Buenos Aires, September 1 (RHC)-- Argentina obtained a favorable ruling in its long-term legal conflict with the so-called “vulture” funds on Monday, as a previous decision from New York Judge Thomas Griesa which opened the door for Central Bank’s assets to be seized as compensation to the plaintiffs was reversed on appeal, the Buenos Aires Herald Reported on Tuesday.
The second U.S. Circuit Court of Appeals in New York overturned a 2013 ruling denying a bid by the Central Bank (BCRA) which said courts should dismiss claims arguing that it was a mere “alter ego” of the country, and thus liable to have its property confiscated if Griesa’s order to pay the “vulture” funds in full was not followed.
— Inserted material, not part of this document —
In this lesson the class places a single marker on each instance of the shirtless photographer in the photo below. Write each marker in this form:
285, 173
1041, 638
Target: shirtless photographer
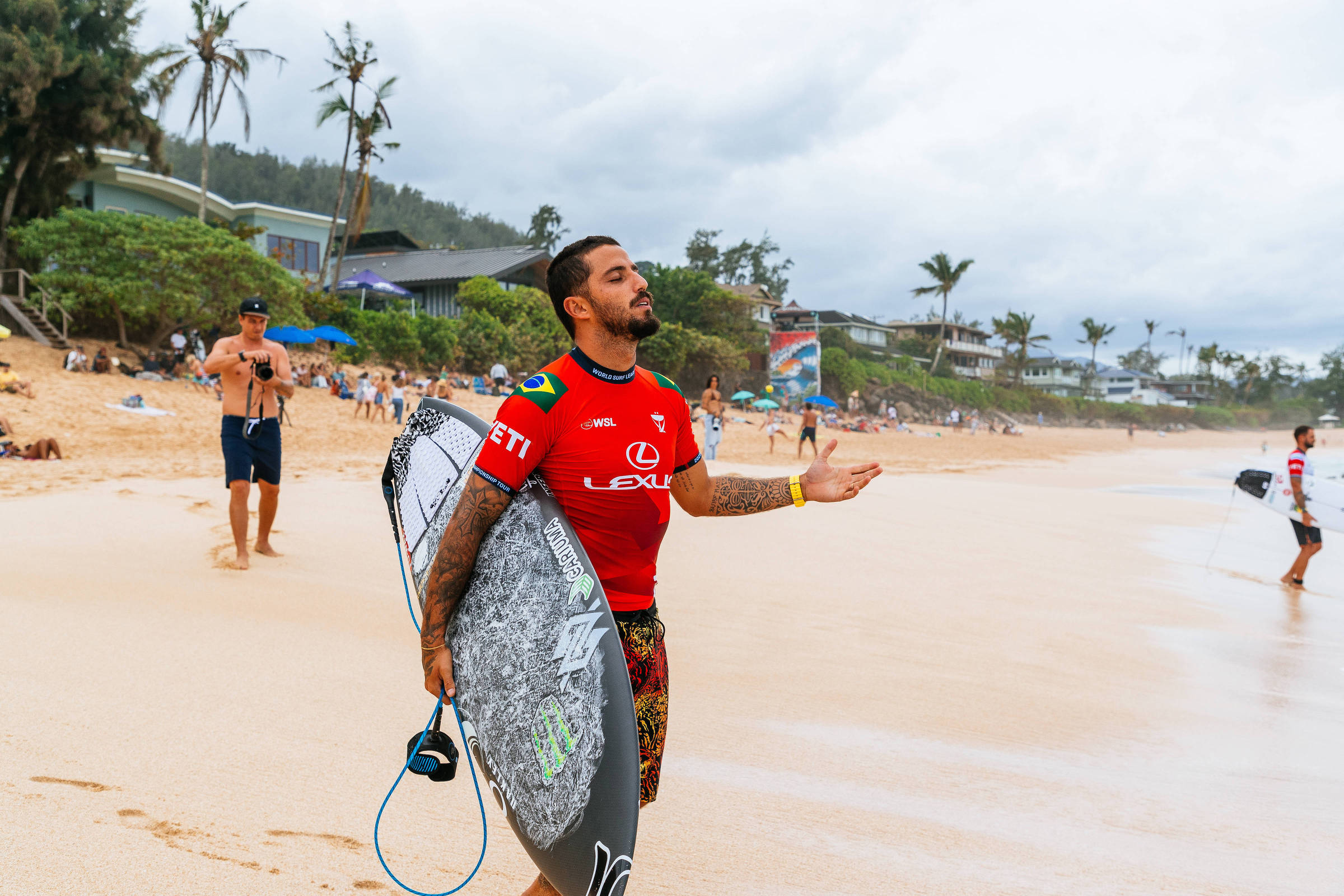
253, 371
More than $1.4 billion is owed to these funds according to the judge.
Griesa had previously held the BCRA had waived its right to “sovereign immunity,” and as a result creditors could move forward with a lawsuit seeking to have the “alter ego” status officially declared.
The ruling had been sought by bondholders including NML Capital, which is a unit of Paul Singer’s Elliott Management, as well as Kenneth Dart’s EM Ltd, both of whom sought to go after funds the BCRA held in foreign jurisdictions.
But a three-judge panel reversed that call on Monday, saying sovereign immunity was still on the table and could thus still be invoked to avoid liability, directing Griesa to dismiss the case.
“We hold that the District Court erred in 1) imputing Argentina’s waiver of sovereign immunity based on an alter-ego theory and 2) applying the commercial-activity exception to the Central Bank’s use of its account with the Federal Reserve Bank of New York,” the ruling said.
According to both Griesa’s and the Appeals Court’s reading of U.S. jurisdiction, there was precedent set by the U.S. Supreme Court saying that “any property in the United States of an agency of a foreign state engaged in commercial activity in the United States shall not be immune from execution upon a judgment entered by a court of the United States.”
But in contrast to Griesa’s opinion, the appellate tribunal said Monday that the Central Bank had not engaged in the kind of commercial activity that is relevant to that U.S. Supreme Court ruling, and thus concluded that sovereign immunity should not be waived.
Griesa had initially given way to NML’s arguments, which said that the fact that Argentina bought and held part of its foreign currency reserves in New York constituted commercial activity, while the Appeals Court replied that it would have made no difference if Argentina held those funds elsewhere.
Despite winning this battle, Argentina is still facing an up hill conflict, as the main ruling from Judge Griesa — which says the country is blocked from repaying any of its debt until the seven percent of non-restructured bondholders from 2002 default are paid in full — still stands.
Circuit Judge Jose Cabranes wrote that the court’s ruling is not intended to allow Argentina to “continue shirking the debts it has the ability to pay, although we suspect that this will be a predictable and unfortunate outcome of our decision.”